Engineering firm Costain has kicked off a £10m share buyback after it revealed a set of strong results this morning.
In its half-year results, the company revealed that adjusted operating profit had jumped 8.7 per cent to £16.3m, thanks to an increased operating margin at its transportation arm and increased revenue at its natural resources division.
However, Costain’s revenue dropped from £664.4m to £639.3m due to the cancellation of HS2.
Peel Hunt analyst Andrew Nussey stressed that Costain’s valuation was “underpinned by the net cash position”, which grew to £166m in the first half of the year, compared to its market cap of just £262m.
This is up from the group’s average net cash position of £123m in the first half of 2023.
The company confirmed it remained on track to deliver an adjusted operating margin run-rate of 3.5 per cent this year, and 4.5 per cent in 2025.
This was due in part to securing a “significant volume of work” in the first half of 2024. The company ended the first half with an order backlog of £4.3bn. In recent weeks, an additional £500m of new work with Southern Water was secured.

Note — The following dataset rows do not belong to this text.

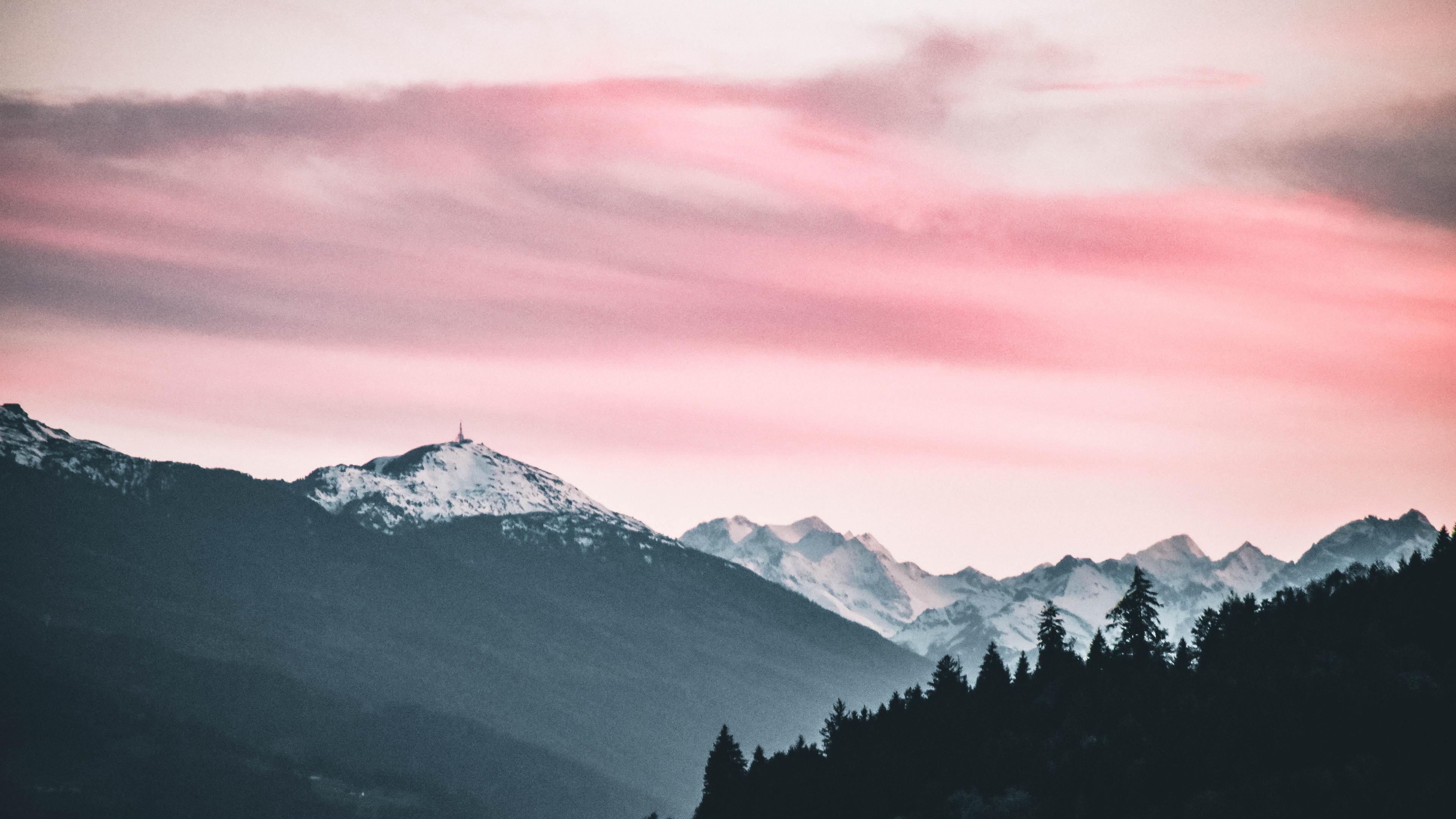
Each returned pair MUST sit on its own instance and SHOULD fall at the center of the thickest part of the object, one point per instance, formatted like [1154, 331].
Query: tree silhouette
[1053, 652]
[1333, 700]
[1183, 658]
[993, 675]
[948, 681]
[1141, 637]
[1098, 652]
[723, 780]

In February, Costain announced it would relocate its headquarters from Maidenhead to 70 St Mary Axe, a London tower also known as the Can of Ham.

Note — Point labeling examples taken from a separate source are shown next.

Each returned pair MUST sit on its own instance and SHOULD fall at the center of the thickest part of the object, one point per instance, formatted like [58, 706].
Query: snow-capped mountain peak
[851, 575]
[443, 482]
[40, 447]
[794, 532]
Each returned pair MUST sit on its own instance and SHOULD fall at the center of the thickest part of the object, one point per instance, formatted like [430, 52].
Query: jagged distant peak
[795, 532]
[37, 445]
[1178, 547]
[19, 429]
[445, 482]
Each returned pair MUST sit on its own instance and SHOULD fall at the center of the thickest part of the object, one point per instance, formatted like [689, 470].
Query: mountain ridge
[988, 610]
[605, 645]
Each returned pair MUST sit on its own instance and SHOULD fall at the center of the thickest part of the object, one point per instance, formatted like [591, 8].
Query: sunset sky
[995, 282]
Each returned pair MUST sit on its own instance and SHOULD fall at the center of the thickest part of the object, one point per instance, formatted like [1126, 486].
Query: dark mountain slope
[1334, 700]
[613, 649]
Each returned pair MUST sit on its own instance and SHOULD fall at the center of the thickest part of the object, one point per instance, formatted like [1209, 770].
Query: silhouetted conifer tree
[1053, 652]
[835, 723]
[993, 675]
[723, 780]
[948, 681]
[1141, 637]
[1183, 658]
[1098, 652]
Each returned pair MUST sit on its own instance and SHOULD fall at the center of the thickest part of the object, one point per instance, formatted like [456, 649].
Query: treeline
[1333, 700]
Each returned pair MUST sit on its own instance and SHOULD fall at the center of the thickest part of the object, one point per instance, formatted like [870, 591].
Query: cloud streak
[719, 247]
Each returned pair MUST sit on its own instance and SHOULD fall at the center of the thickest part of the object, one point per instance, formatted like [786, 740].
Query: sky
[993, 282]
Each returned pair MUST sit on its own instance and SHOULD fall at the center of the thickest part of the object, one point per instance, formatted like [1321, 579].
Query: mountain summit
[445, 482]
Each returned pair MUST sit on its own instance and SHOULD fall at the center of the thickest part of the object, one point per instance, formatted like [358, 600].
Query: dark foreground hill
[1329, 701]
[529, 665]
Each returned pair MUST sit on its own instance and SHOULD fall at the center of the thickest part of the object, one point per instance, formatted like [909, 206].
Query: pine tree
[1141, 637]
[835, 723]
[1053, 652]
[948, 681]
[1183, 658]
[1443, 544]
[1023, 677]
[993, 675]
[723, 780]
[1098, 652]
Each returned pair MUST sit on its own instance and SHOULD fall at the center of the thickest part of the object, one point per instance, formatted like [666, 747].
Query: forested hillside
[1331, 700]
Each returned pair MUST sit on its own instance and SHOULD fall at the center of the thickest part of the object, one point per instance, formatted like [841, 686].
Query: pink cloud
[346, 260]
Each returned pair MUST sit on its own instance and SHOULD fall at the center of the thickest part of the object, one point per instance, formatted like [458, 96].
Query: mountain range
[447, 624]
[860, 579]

Off the back of the strong results, Costain also announced a £10m share buyback and maintained its dividend at 0.4p per share for the first half.

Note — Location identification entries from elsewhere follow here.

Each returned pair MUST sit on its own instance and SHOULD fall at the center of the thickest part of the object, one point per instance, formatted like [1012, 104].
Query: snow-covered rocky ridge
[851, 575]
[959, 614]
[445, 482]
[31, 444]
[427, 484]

Costain chief Alex Vaughan said: “We are performing strongly and are progressing with our strategic priorities in our chosen growth markets, including broadening our customer and service mix.
“Our focus on industry-leading solutions, predictable performance and long-term established customer relations has seen us win further significant water contracts post period end and we expect further wins for the group in the second half of the year.
“The quality and customer balance of our forward work position across our two divisions, together with strong highly visible market investment, gives us good visibility on future revenue and margin. We continue to deliver improvements in the business and remain confident in the group’s prospects.”